Tangible Intelligence — Founder / Chief Data Scientist / CEO

Dallas, TX | Jan 2020 – Apr 2023 Technical co-founder and CEO of a document-intelligence startup; generated ~$2M enterprise revenue over two years.

  • Built a no-code HITL extraction platform with ontology-driven schemas, deterministic entity resolution, and click-to-source provenance
  • Built SafeScan, a real-time sensitive-data and anomaly detection system combining ML, rules, and search
  • Led SOC 2–aligned deployments; scaled and managed an 8-person engineering/data team

M Science (Jefferies subsidiary) — Principal Data Scientist, Founding Lead (Ontology Platform)

New York, NY | May 2018 – Dec 2019

Conceived, architected, and shipped an ontology-driven knowledge platform as an internal startup.
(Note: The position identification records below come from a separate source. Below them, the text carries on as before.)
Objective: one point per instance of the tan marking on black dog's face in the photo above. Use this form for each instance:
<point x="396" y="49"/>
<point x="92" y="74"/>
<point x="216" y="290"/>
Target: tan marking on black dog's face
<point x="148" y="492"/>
Hired and led an independent team, shipped to production, and supported clients including BlackRock, Two Sigma, and Citadel.

  • Built an Ontology-as-a-Service layer modeling companies, securities, events, and relationships across public + proprietary data.
  • Designed entity resolution rules and relationship semantics prioritizing deterministic identity and reproducibility over heuristic joins.
  • Built an application layer that let clients apply shared ontology semantics to private datasets with isolation and fine-grained access control.

Expedia Group (Hotels.com) — Data Scientist (Search & Ads Optimization)

Dallas, TX | Oct 2016 – May 2018

Worked on large-scale search/ads systems with models and pipelines influencing $200M+ annual spend.

  • Built models estimating expected value of clicks across millions of keywords, enabling daily automated bid optimization.
  • Identified systemic underperformance across publisher inventory; reallocated spend, yielding ~240% ROI improvement on targeted segments.
  • Built revenue-critical production pipelines with monitoring and safeguards.

Technology Stack

Core: Python, SQL, C, TypeScript, Zig
Backend: FastAPI, Pydantic, PostgreSQL, Redis, Docker, Kubernetes, AWS
Data & Infra: Pandas, NumPy, Spark, ETL/streaming pipelines, vector DBs
LLMs & NLP: PyTorch, HuggingFace, OpenAI/Anthropic APIs, RAG architectures, hybrid retrieval (BM25 + embeddings)
Specialties: Document intelligence, structured extraction, ontology design, AIUX, evaluation frameworks, production ML governance


Education

University of Texas at Dallas

  • B.S. - Electrical Engineering, 2013
  • Masters Coursework - Computer Science, 2016

Let's Build Something Extraordinary

I'm passionate about making AI work reliably in production with deterministic guarantees. Looking for Staff/Principal Engineering or Applied AI Leadership roles where I can leverage my experience building enterprise-grade ML systems.